Here's what you need to know if your train in Norway is delayed. Pictured are trains in Bergen. Photo by Vidar Nordli-Mathisen on Unsplash

Trains in Norway, particularly around Oslo, have struggled with punctuality recently, leaving many passengers frustrated and running late. So what are your rights when your departure is delayed or cancelled? 


A train delay or cancellation can throw a significant spanner in the works of your travel plans. This is incredibly frustrating as the cost of taking the train in Norway is quite expensive compared to elsewhere. 

Such is the issue with punctuality with some Norwegian trains, state-owned rail company Vy paid out over 20 million kroner in compensation to passengers in 2022. 


So what are your rights as a customer if your train is delayed?
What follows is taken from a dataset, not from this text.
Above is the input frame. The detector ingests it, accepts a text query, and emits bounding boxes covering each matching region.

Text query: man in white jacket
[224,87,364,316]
Unfortunately, the rules are confusing as it will depend on which type of train you are taking, the length of the journey, how long you are delayed and who you are travelling with. 

For example, if you are travelling on a long-distance train, these are the ones that travel between Oslo and Bergen, Oslo and Trondheim, Oslo and Kristiansand/Stavanger and Trondheim and Bodø, then you will need to be delayed more than 60 minutes. 

READ ALSO: The key things you need to know about Norway's Bergen Line

However, if you are delayed more than 30 minutes on other train routes, you will be entitled to compensation. 

Alternatively, you can also choose to rebook the ticket if you wish. 

How much compensation are you allowed? 

By law, passengers can claim a 25 percent refund on the ticket prices if they arrive at your stop more than 60 minutes late or 50 percent when you are at least 120 minutes late. 

However, some companies offer more than what is required by law in the event that you are delayed. For example, Vy, SJ and Go-Ahead allow passengers 50 percent of the ticket price if there is an hour delay on long journeys. For shorter trips, you can claim half back if you are delayed by 30 minutes. 

You will be entitled to a refund even if you haven't incurred any extra expenses due to the issue and if you are rebooked onto another train or taken by a replacement bus service. 

Additionally, as long as there isn't a strike or extreme weather event causing the delay (or something deemed beyond the control of Bane Nor, which operates rail infrastructure), you can also request to have any additional expenses covered in relation to the delay. 

This can be done in cases when the train company has been unable to fund alternative transport. You will need to keep the receipts of these expenses, and they must be within reasonable limits. 


This means you can't order a private limo and steak dinner in lieu of the train being late. You also can't claim when other transport options provided by the rail company are available, and you have time to take it. 

If you are taking a connecting service, you also need to have calculated a reasonable time to make the transfer in case of delays. 

Season ticket holders can also claim compensation back. The rules differ slightly between VySJ and Go-Ahead. So be sure to check them out. 

If you are travelling to the airport, you will need to have calculated an extra 60 minutes on long-distance trains and 30 minutes on short-distance trains to check-in time at the airport. Therefore you will need to calculate arriving at the airport at least 30 minutes before the check-in time from the airline to be eligible for compensation if you are held up. 

If you do face delays but don't account for them in your planning, you will not be eligible, even if you miss your flight. 

On the Flytoget service, if you are delayed more than 30 minutes and miss your flight, you can demand a new plane ticket. 

How to complain

If you are delayed or have a service cancelled, then you should ask a conductor for proof and confirmation. 

Then you will need to lodge a complaint with the company you travelled with, and then one to the Transport Complaints Board.